Ahora, en la madrugada que apenas amanece con la ingrata noticia, mientras releo su urgencia su discurso primordial, el que pronunció en la Suecia a la que lo aupó Carmen Balcells, entiendo mucho mejor la profundidad de los pensamientos ya expresados con preclaridad, válidos y vuigentes, en aquella ceremonia magnífica y privilegiada ante reyes casi medievales: “Un mundo sin literatura sería un mundo sin deseos ni ideales ni desacatos, un mundo de autómatas privados de lo que hace que el ser humano sea de veras humano: la capacidad de salir de sí mismo y mudarse en otro, en otros, modelados con la arcilla de nuestros sueños. De la caverna al rascacielos, del garrote a las armas de destrucción masiva, de la vida tautológica de la tribu a la era de la globalización, las ficciones de la literatura han multiplicado las experiencias humanas, impidiendo que hombres y mujeres sucumbamos al letargo, al ensimismamiento, a la resignación. Nada ha sembrado tanto la inquietud, removido tanto la imaginación y los deseos, como esa vida de mentiras que añadimos a la que tenemos gracias a la literatura para protagonizar las grandes aventuras, las grandes pasiones, que la vida verdadera nunca nos dará.”

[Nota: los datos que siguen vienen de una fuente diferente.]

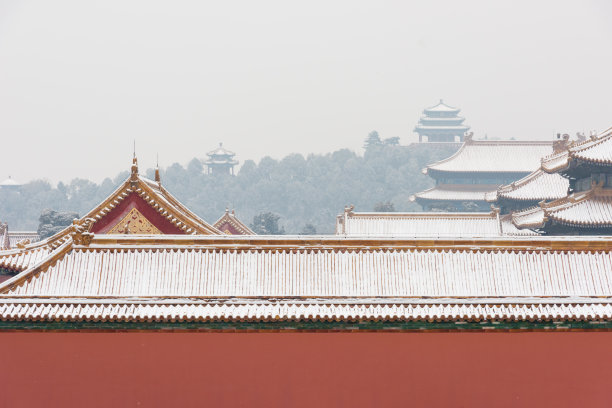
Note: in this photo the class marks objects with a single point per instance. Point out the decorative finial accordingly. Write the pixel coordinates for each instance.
(134, 168)
(157, 178)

En la literatura le encontraremos siempre proclamando algo que nuestra contemporaneidad reclama a gritos, pues ella “introduce en nuestros espíritus la inconformidad y la rebeldía, que están detrás de todas las hazañas que han contribuido a disminuir la violencia en las relaciones humanas. A disminuir la violencia, no a acabar con ella. Porque la nuestra será siempre, por fortuna, una historia inconclusa. Por eso tenemos que seguir soñando, leyendo y escribiendo, la más eficaz manera que hayamos encontrado de aliviar nuestra condición perecedera, de derrotar a la carcoma del tiempo y de convertir en posible lo imposible.” Sus palabras son mejor legado, su mejor in memoriam, en ellas te reencontraremos de forma eterna, querido Mario, para consolarnos de este desencanto utópico que nos rodea.